Once a plaintiff has shown that the termination determination "was a product of a mixture of legitimate and illegitimate motives," the burden shifts to the employer to show that its employment decision would have been the same absent the unlawful motive. Card v. Sielaff, 154 Misc.2d at 246 citing Price Waterhouse v. Hopkins, 490 U.S. 228, 270-277 (1989). To prevail on the affirmative defense, the employer must satisfy their burden by a preponderance of evidence. Id.

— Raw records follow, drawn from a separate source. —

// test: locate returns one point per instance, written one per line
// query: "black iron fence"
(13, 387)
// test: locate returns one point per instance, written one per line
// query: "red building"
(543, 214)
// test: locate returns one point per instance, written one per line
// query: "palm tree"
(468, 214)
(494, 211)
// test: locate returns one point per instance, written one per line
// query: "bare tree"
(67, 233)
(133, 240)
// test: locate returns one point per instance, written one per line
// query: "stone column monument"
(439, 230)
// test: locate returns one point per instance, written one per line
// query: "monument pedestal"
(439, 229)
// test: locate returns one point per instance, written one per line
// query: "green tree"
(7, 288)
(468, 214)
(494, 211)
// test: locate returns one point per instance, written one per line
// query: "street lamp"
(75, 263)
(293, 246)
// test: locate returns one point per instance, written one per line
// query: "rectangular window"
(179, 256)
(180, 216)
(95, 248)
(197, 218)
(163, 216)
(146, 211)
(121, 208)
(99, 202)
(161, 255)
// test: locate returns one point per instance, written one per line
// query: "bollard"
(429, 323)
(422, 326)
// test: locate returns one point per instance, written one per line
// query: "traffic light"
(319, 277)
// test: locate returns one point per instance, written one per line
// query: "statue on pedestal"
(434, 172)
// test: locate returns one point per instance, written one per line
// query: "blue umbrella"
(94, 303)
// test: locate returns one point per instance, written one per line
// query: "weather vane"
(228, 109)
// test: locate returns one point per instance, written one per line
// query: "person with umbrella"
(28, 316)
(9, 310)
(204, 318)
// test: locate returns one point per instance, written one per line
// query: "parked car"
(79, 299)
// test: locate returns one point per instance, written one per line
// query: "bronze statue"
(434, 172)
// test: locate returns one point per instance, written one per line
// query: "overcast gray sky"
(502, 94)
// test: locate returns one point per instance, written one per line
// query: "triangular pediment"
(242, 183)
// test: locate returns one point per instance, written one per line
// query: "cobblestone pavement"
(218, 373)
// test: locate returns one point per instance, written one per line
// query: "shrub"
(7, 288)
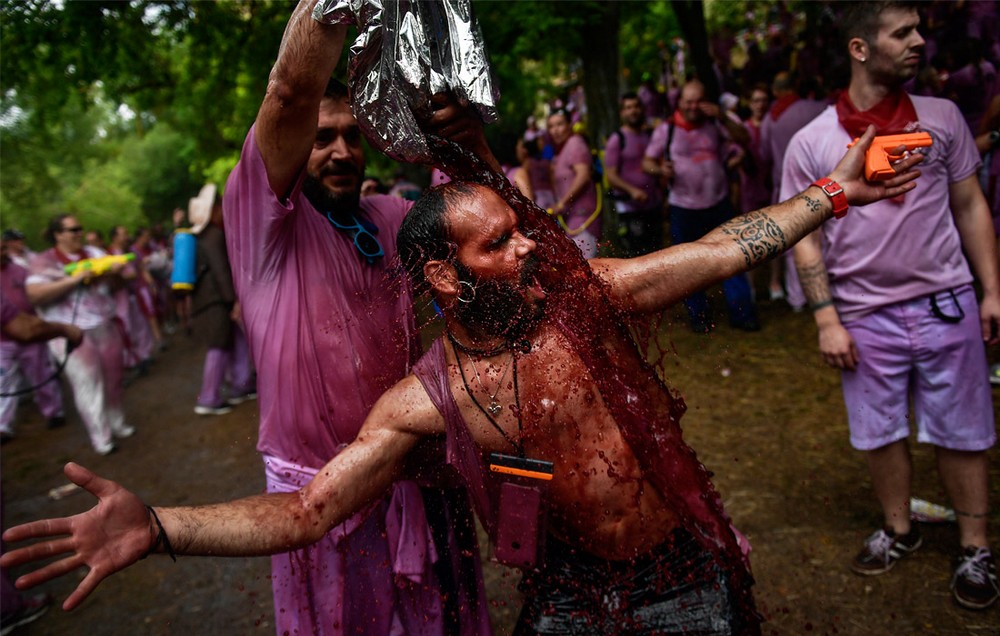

Under Admin Code § 8-107(15)(a), failure to provide reasonable accommodation to an employee's known disability is a form of discrimination. To state a prima facie case of a failure to accommodate under the City HRL, the plaintiff must allege facts to suggest that: "(1) plaintiff was disabled within the meaning of the statute; (2) the employer had notice of the disability; (3) plaintiff could perform the essential functions of his or her job, with a reasonable accommodation; and (4) the employer refused to make a reasonable accommodation." Hyacinthe v City of NY, 2021 NY Slip Op 30443[U] (Sup Ct, NY County 2021), citing Miloscia v B.R. Guest Holdings LLC, 33 Misc.3d 466, 474, 928 N.Y.S.2d 905 (Sup Ct, NY County 2011), aff d in part, mod in part, 94 A.D.3d 563, 942 N.Y.S.2d 484 (1st Dept 2012). An employer can prove an undue hardship that prevents them from providing a reasonable accommodation.
Discussion
The Court finds that Petitioner has established that his disability was likely a motivating factor in DOC terminating his employment. The PDR is sufficient evidence to show that DOC unlawfully based Petitioner's termination on the totality of his absences which included absences related to his shoulder injury and COVID illness, which is unlawful. Moreover, the only basis for his termination in this report appears to be the comment that indicates that the petitioner abused the sick leave policy and was not injured. There has been no evidentiary basis provided during this litigation that that statement was accurate. Therefore, DOC s decision appears to be a mixture of unlawful and purportedly legitimate reasons which shifts the burden onto the Respondent.
Applying a mixed motive analysis, the Court finds that the Respondent DOC has not met its burden. Respondent has failed to show that Petitioner's termination would have been the same absent the alleged unlawful motive. The Answer fails to assert, much less establish, this affirmative defense, and DOC's assertion of legitimate non-discriminatory is unsupported by the record. Likewise, Respondent has proffered no evidence that the light duty given to Petitioner qualifies as an undue hardship to relieve them of their legal obligation to provide a reasonable accommodation. It is therefore
ADJUDGED that the petition is granted; and it is further
ORDERED that the action taken by the respondents to terminate the petitioner's employment with the New York City Department of Corrections is vacated.